One resolution comes form the fact that wedge sum behaves as coproduct in the category of pointed topological spaces $\mathsf{TOP}^*$, or equivalently pointed sets $\mathsf{SET}^*$, for a reasonable (meaning $\mathcal{I} \neq \emptyset$) families of objects . Then in case of $\mathcal{I} = \emptyset$ the coproduct, if it exists, must be equal to the initial object of the corresponding category. So, in case with $\mathsf{SET}^*$, the zero object, so
$$
\bigvee_{i \in \emptyset} X_i = \Big(\{p\}, p \Big),
$$
and the same resolution works for $\mathsf{TOP}^*$.

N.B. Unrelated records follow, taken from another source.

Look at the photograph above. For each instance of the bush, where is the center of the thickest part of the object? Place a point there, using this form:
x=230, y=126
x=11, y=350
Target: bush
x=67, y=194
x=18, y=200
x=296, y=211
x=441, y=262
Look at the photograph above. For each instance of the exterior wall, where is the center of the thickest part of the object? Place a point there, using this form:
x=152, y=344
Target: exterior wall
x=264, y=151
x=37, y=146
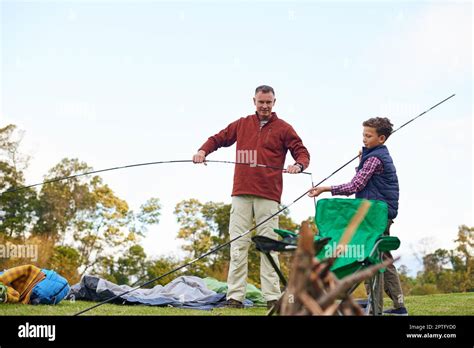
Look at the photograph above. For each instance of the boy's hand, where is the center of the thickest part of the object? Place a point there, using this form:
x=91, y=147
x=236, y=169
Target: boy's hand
x=200, y=157
x=316, y=191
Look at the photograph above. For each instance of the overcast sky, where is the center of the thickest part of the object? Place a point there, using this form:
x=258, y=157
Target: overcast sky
x=128, y=82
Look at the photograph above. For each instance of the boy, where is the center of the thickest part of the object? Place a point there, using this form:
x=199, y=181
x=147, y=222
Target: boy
x=376, y=178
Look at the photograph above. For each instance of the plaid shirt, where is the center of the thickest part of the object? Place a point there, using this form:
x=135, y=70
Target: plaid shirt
x=372, y=166
x=20, y=282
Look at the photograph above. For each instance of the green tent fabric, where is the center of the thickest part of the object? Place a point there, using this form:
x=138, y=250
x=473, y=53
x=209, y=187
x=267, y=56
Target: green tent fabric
x=332, y=217
x=254, y=294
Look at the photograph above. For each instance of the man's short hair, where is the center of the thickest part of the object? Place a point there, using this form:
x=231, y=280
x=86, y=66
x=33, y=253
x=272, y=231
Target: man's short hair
x=264, y=89
x=382, y=125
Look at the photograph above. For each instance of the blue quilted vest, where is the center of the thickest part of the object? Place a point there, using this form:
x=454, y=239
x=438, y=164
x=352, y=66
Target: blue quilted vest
x=50, y=290
x=383, y=187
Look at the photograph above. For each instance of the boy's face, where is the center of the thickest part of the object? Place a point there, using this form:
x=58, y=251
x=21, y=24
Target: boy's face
x=371, y=138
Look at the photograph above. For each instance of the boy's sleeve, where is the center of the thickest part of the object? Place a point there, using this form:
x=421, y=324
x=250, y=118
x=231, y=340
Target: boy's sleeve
x=224, y=138
x=372, y=166
x=298, y=151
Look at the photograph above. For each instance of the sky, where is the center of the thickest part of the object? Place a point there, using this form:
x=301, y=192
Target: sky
x=117, y=83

Is this a standard definition? Is there any reasons not to use it? Do algebraic topologists have any other conventions.
The only thing that worries me here is that together with the original elementary definition the resolution suggests a weird identity
$$
\frac{\emptyset}{\emptyset} = \bigvee_{i \in \emptyset} X_i = \{p\}
$$
Best Answer
You are right, the empty wedge sum is the initial object of pointed spaces. The formula you suggested for the wedge sum is correct for non-empty index sets*. The formula which always works is $$\bigvee_{i \in I} (X_i,p_i) = \left(\coprod_{i \in I} X_i \sqcup\{p\} ~/~ (p_i \sim p),p\right).$$ There is a more conceptual explanation for this: Consider the forgetful functor $ \mathbf{Top}_* \to \mathbf{Top}$. It is monadic, the monad sends a space $ X$ to $X \sqcup \{\star\}$, the unit is the evident map $X \hookrightarrow X \sqcup \{\star\}$, and the multiplication is the evident map $X \sqcup \{\star\} \sqcup \{\star\} \to X \sqcup \{\star\}$. There is a general procedure how to produce colimits in $ \mathrm{Alg}(T)$ for a "well-behaved" monad $T$ (for example, it should preserve reflexive coequalizers, which is the case here) on a cocomplete category $\mathcal{C}$: Given a diagram of $T$-algebras, take the colimit of the underlying objects in $\mathcal{C}$, then apply $T$ to get the free $T$-algebra, and finally quotient out the relations which make sure that the inclusions become $T$-algebra maps. Notice that this is exactly what happened in the formula above: To get the coproduct of pointed spaces $(X_i,p_i)$, we first form the coproduct $\coprod_{i \in I} X_i$ of the underlying spaces, adjoin freely a base point $p$ to get the free pointed space on it, and finally identify each $p_i$ with $p$ in order to make sure that the inclusions from $X_i$ become pointed maps.
*It is also correct for the empty set with the correct definition of $X/A$ as the pushout of $\{\star\} \leftarrow A \hookrightarrow X$ as observed by PrudiiArca.